The last four week’s focus on placements at university have included tutors willing us to choose a sector to work in and a new lecture series of placement workshops to ‘help’ us gain a job next year.
Starting with one of my first modules of level one, which was based purely on writing (and the most useful yet), and probably one of the first places that taught us how to write to companies, to the placements office (probably the least useful yet), we have been stressed to the importance of formal letter writing and a well-presented CV. However, after an email I received and a book I read this week, I felt it necessary to argue this.

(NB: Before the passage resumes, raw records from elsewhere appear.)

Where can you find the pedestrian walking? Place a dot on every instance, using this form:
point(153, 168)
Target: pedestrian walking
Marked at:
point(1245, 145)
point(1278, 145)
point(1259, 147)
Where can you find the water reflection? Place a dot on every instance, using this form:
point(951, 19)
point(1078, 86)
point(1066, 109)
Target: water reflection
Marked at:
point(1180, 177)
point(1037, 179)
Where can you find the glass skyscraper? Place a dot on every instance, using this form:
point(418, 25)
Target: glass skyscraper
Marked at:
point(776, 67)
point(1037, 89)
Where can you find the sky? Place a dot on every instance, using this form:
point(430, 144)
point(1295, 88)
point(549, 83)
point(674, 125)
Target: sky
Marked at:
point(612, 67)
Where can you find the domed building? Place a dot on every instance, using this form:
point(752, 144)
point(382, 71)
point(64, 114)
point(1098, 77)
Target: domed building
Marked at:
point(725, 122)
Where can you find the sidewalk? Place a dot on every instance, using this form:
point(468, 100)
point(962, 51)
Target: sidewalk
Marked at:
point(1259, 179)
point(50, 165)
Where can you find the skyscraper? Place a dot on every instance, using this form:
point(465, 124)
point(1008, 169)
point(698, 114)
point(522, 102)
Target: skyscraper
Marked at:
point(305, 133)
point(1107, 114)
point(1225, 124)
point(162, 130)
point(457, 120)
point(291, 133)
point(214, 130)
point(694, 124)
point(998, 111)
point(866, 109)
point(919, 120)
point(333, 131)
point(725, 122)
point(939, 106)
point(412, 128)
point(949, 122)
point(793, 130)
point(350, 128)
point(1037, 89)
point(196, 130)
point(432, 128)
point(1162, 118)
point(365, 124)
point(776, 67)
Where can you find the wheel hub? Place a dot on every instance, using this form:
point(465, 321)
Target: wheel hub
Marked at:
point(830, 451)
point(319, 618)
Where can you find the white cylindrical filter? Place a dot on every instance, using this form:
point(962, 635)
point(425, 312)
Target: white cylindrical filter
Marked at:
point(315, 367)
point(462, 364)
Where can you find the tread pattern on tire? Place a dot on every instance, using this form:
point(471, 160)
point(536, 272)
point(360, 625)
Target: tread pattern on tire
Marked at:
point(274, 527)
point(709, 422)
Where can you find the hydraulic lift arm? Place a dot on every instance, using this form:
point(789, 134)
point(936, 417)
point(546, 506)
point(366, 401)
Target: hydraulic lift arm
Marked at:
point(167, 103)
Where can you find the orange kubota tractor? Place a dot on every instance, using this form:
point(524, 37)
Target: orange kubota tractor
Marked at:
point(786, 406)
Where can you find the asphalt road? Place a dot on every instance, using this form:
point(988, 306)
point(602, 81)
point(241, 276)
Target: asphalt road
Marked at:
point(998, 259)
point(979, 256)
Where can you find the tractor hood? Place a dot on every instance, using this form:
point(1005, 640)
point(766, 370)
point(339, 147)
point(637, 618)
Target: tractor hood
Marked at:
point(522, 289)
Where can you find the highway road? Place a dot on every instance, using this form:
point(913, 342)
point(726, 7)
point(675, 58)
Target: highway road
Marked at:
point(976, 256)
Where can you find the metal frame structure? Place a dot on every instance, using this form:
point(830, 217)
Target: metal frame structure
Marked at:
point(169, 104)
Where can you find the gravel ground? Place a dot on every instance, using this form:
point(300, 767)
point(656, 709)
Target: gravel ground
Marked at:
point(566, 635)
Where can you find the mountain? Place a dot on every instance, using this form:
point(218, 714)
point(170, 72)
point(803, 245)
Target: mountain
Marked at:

We have learned that an interesting press-pack can sell a news release or event invitation, as apparently, imaginative (or not so in my case) applications can work for gaining a job.
Mark Borkowski’s book, The Fame Formula, Sidgwick & Jackson, 2008, states how an original, hand-written letter is so unusual in today’s world, some recipients rather appreciate it: ‘For years his press releases and pitches came hand-written, even after the rise of the personal computer…Alan Alda told The New York Times, “In this age of mass communications, I think people appreciate his hand written letters”. ’

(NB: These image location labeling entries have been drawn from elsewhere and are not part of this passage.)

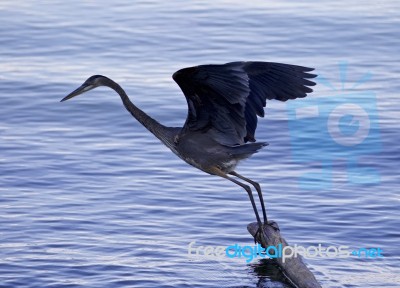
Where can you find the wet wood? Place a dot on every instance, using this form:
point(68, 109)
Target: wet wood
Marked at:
point(292, 267)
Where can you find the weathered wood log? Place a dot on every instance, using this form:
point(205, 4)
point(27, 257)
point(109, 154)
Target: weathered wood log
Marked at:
point(293, 268)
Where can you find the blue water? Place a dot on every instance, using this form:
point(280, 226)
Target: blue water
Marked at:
point(89, 198)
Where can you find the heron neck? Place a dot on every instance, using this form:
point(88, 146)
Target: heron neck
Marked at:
point(159, 130)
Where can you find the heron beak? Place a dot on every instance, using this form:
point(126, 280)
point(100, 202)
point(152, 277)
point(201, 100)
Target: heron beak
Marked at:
point(82, 89)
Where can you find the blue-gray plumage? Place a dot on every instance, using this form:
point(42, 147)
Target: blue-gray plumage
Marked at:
point(223, 104)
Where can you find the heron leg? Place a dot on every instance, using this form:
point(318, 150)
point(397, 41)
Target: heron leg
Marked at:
point(258, 189)
point(220, 173)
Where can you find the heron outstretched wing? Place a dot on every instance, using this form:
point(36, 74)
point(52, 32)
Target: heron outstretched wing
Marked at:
point(225, 100)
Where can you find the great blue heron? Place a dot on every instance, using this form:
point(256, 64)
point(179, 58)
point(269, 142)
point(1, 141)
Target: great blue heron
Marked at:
point(224, 102)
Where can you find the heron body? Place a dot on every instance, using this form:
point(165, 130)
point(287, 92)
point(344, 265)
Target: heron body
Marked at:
point(224, 103)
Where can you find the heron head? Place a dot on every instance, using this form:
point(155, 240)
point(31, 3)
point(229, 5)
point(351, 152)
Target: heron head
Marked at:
point(91, 83)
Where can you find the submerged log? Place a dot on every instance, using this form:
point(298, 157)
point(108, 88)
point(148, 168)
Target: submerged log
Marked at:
point(293, 268)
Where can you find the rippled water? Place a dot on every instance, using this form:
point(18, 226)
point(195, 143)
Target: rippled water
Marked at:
point(90, 199)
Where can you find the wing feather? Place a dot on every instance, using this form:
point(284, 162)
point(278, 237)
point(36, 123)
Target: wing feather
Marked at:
point(225, 100)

Coincidentally before reading this, I happened to (half-jokingly as I didn’t expect anyone appropriate to see it) request a work placement with the Conservative’s media department, simply by adding a rather untidy and rushed ‘PS’ to the ‘ask David Cameron a question’ piece of paper I filled out at last week’s Q&A session.
While (still) waiting for a response to my original question, I received an email from Steve Naylor, Regional Press Officer for the CCHQ, offering me an informal chat about working for them.
Perhaps this shows we should keep an open mind with applications and, like my case, take any opportunity possible to mention your interest. However inappropriate it may seem, it’s easy to follow it up with a CV later, and you never know who might take you seriously.